Cagliari si propone come laboratorio mediterraneo di una nuova economia urbana fondata sui mercati civici. È questo il messaggio emerso dal convegno internazionale “Markets & Cities”, promosso da Confcommercio Sud Sardegna e ospitato lunedì 27 aprile nella Sala Consiliare del Comune, alla presenza delle istituzioni locali e di rappresentanti di importanti realtà europee, tra cui Barcellona, Firenze e Nizza.

Nel corso della giornata è emersa una visione chiara e condivisa. I mercati non possono più essere considerati soltanto luoghi di scambio commerciale; al contrario, rappresentano infrastrutture economiche, sociali e turistiche capaci di incidere in modo concreto sul futuro delle città.

Crescita dei flussi e nuove strategie urbane

A rafforzare questa prospettiva contribuiscono i dati illustrati dalla Camera di Commercio di Cagliari-Oristano. Le proiezioni indicano che l’aeroporto del capoluogo potrebbe superare gli 8 milioni di passeggeri entro il 2040, rispetto ai poco più di 5 milioni attuali. Una crescita che richiede una strategia precisa, orientata a trasformare il semplice transito in un’esperienza urbana completa. In questo scenario, i mercati civici possono diventare una porta d’ingresso autentica alla Sardegna.

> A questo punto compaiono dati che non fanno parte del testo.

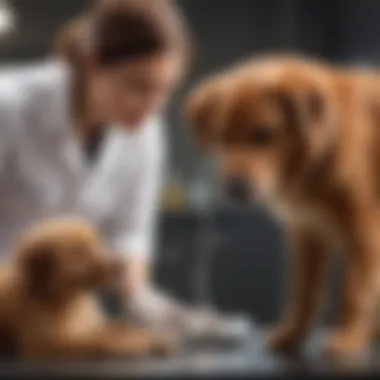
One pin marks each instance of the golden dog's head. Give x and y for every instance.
(62, 257)
(271, 121)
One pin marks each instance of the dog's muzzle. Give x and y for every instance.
(238, 189)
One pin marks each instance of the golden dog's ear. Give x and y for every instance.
(204, 112)
(313, 115)
(37, 263)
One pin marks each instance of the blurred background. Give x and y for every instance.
(210, 251)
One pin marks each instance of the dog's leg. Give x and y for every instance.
(310, 262)
(111, 340)
(360, 292)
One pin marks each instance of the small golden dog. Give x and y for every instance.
(48, 307)
(303, 137)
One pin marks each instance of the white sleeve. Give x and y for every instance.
(140, 205)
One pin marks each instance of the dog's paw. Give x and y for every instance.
(164, 346)
(283, 339)
(343, 345)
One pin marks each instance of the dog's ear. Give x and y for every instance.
(204, 109)
(37, 263)
(312, 114)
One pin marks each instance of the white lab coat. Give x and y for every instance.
(43, 172)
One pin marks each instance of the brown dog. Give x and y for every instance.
(303, 137)
(48, 308)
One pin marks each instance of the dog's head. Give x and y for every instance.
(62, 257)
(271, 121)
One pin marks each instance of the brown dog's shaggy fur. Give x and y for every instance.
(304, 137)
(48, 308)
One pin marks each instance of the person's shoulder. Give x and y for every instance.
(153, 136)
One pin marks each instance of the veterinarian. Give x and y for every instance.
(84, 134)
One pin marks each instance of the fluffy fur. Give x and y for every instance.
(304, 137)
(48, 308)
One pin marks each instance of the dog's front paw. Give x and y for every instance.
(345, 345)
(164, 346)
(284, 339)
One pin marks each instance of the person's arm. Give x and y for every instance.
(135, 239)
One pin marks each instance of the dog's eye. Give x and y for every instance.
(260, 137)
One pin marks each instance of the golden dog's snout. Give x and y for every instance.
(238, 189)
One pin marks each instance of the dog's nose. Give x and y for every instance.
(238, 189)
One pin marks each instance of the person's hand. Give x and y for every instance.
(135, 277)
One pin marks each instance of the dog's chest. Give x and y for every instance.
(306, 215)
(83, 316)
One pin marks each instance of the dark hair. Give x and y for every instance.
(115, 30)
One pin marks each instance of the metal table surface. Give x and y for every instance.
(250, 358)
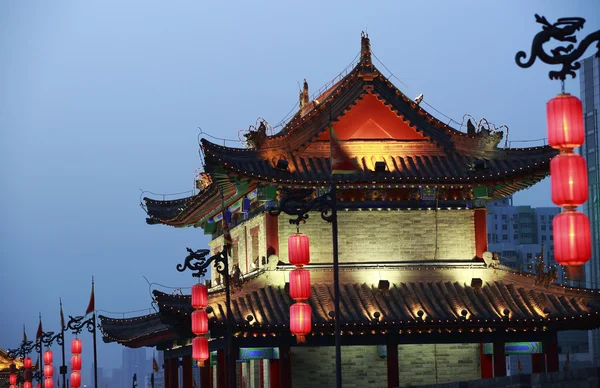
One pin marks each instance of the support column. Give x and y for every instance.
(186, 371)
(551, 350)
(480, 222)
(285, 367)
(173, 372)
(538, 363)
(393, 373)
(221, 369)
(499, 359)
(205, 372)
(487, 365)
(274, 374)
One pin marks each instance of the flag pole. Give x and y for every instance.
(63, 369)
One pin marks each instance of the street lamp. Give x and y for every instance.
(200, 266)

Durante il confronto è stato sottolineato come il futuro dei mercati non debba passare attraverso modelli imitativi. Piuttosto, la sfida consiste nel valorizzare la loro identità originaria, mantenendo vivo il legame con il commercio quotidiano, la comunità e la varietà urbana.

Il ruolo delle istituzioni locali

Ad aprire i lavori è stato il sindaco Massimo Zedda, che ha evidenziato il ruolo strategico del sistema mercatale cittadino. I mercati di Cagliari, diversi tra loro e radicati nei quartieri, rappresentano già oggi elementi di attrazione anche per i visitatori. Allo stesso tempo, ha richiamato l’attenzione sul rischio di snaturarli trasformandoli in spazi esclusivamente legati alla ristorazione, sottolineando invece l’importanza di valorizzare il lavoro degli operatori e la qualità dei prodotti.

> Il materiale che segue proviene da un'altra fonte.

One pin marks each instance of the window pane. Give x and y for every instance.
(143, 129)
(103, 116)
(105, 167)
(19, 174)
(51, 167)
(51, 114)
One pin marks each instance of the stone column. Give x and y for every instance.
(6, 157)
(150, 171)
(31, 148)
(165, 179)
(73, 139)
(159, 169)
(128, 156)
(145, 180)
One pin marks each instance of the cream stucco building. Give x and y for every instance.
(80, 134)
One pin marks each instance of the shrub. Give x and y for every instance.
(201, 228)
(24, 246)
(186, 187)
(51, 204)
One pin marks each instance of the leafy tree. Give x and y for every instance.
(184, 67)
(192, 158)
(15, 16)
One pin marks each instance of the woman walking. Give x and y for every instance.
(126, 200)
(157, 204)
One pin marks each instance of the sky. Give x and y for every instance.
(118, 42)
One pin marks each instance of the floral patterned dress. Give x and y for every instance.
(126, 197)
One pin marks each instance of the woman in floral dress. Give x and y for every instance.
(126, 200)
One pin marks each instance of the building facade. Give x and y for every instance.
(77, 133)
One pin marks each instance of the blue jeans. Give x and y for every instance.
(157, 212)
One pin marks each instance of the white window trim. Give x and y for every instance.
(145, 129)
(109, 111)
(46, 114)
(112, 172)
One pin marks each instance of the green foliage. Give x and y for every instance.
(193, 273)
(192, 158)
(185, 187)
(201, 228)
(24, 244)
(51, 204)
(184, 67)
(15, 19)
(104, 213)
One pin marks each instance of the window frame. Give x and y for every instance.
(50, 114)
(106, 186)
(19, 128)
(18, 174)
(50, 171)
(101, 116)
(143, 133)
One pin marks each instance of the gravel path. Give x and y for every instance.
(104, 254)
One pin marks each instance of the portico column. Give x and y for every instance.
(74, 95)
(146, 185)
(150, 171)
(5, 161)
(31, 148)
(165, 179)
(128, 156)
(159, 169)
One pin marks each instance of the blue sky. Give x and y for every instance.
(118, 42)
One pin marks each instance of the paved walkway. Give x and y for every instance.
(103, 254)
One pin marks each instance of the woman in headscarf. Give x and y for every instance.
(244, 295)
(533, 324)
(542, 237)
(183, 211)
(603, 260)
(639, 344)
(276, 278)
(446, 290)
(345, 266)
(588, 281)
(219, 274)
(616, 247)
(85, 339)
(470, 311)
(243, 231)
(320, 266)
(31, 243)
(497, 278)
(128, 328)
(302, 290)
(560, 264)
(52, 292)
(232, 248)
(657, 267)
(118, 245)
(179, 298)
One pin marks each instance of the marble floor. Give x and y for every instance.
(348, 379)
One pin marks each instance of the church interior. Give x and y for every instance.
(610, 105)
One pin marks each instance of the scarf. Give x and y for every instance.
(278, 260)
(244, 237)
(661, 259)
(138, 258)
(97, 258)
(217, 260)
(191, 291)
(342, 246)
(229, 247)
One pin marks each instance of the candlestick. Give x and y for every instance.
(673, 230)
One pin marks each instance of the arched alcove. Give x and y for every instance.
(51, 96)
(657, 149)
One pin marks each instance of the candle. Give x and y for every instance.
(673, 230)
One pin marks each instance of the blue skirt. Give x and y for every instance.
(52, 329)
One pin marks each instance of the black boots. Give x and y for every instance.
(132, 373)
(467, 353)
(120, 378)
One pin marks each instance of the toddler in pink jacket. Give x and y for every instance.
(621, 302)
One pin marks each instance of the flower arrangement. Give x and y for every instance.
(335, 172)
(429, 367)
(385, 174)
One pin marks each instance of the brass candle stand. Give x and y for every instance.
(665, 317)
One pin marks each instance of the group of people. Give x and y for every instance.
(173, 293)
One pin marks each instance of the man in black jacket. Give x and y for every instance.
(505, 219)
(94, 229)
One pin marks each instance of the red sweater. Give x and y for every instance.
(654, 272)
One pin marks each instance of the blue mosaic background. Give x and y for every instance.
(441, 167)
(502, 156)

Nel suo intervento, il presidente di Confcommercio Sud Sardegna Marco Mainas ha ribadito come i mercati costituiscano un patrimonio strategico per l’intero territorio regionale. Si tratta infatti di spazi in cui cultura e quotidianità si incontrano, assumendo un valore che va oltre la semplice funzione commerciale.

Produzione locale e identità alimentare

Un passaggio particolarmente significativo è arrivato dall’assessore regionale all’Agricoltura Francesco Agus, che ha evidenziato come oltre il 70% dei prodotti consumati in Sardegna non sia di origine locale. In questo contesto, i mercati civici possono diventare il luogo privilegiato per rafforzare il rapporto diretto tra produttori e consumatori e per raccontare in modo efficace l’identità alimentare dell’isola.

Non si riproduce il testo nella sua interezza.